In my scepticism, I lean towards the latter: for now, the term ‘New Scot’ is firmly in the hands of academic researchers, Scottish Government strategists and SNP loyalists, and not in use by migrants and their descendants in Scotland. The term itself points towards an unhealthy drive to include all migrants under one banner, washing over differences in migration experiences when it comes to language, culture, gender and class. It should be obvious that an English immigrant who joins Scotland’s charity industry has a very different experience of migration than a hospitality worker from Poland, a Deliveroo driver from Tunisia, a nail polisher from Vietnam. But ‘New Scot’ encourages us to assume that all of them share something by the nature of their migration, being equally welcomed and included in an open and diverse Scotland, forgetting that different migrants from different backgrounds receive very different levels of welcome even in a comparably welcoming Scotland.

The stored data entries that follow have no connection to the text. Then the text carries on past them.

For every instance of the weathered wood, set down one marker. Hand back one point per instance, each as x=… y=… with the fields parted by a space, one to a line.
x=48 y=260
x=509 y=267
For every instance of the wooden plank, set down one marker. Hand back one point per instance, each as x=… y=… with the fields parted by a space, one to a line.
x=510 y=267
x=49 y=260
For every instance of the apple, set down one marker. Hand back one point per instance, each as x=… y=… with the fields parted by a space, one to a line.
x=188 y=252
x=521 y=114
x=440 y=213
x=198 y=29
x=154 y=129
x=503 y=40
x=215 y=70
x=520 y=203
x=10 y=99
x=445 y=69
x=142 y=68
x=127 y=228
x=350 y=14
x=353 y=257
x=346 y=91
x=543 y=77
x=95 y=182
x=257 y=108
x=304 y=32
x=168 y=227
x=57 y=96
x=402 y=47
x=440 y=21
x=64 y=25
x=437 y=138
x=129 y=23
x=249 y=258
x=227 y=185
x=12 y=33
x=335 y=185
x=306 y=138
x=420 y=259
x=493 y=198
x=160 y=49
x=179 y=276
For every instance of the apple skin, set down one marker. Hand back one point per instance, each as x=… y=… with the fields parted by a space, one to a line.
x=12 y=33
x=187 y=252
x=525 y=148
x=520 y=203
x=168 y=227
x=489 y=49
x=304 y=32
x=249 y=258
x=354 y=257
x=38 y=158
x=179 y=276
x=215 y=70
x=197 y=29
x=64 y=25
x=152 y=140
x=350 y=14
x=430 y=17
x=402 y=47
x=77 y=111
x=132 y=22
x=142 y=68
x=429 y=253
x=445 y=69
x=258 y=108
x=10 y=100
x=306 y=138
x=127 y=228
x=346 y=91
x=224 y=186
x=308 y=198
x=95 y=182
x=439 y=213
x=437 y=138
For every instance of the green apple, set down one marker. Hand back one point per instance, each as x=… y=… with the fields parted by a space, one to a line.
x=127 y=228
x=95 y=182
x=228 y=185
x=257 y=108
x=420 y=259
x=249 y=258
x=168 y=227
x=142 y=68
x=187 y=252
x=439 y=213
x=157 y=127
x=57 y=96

In the end, understanding the shortcomings of ‘New Scot’ is helpful to grasp the limited nature of the civic nationalism to which the concept is tied. Just as Scottish civic nationalism is obviously preferable to ethnic nationalism, ‘New Scot’ is not something to be condemned where it informs an inclusionary strategy that guides the work to welcome refugees done by government and charities like the Scottish Refugee Council. But just as ‘New Scot’ misses out on articulating crucial migrant experiences, civic nationalism in its universalist political culture cannot capture and articulate the vastly different cultural backgrounds of the Scottish nation, and drives us towards an artificial, abstract form of unity that has surprisingly little to say on the struggles both New and Old Scots face across the country.
Devine, T. M. (Ed.). (2018). New Scots: Scotland’s Immigrant Communities since 1945. Edinburgh University Press.
Topçu, Ö., Bota, A., & Pham, K. (2012). Wir neuen Deutschen. Wer wir sind, was wir wollen, Rowohlt, Hamburg.
Quan Nguyen is a philosophy currently teaching at Edinburgh University.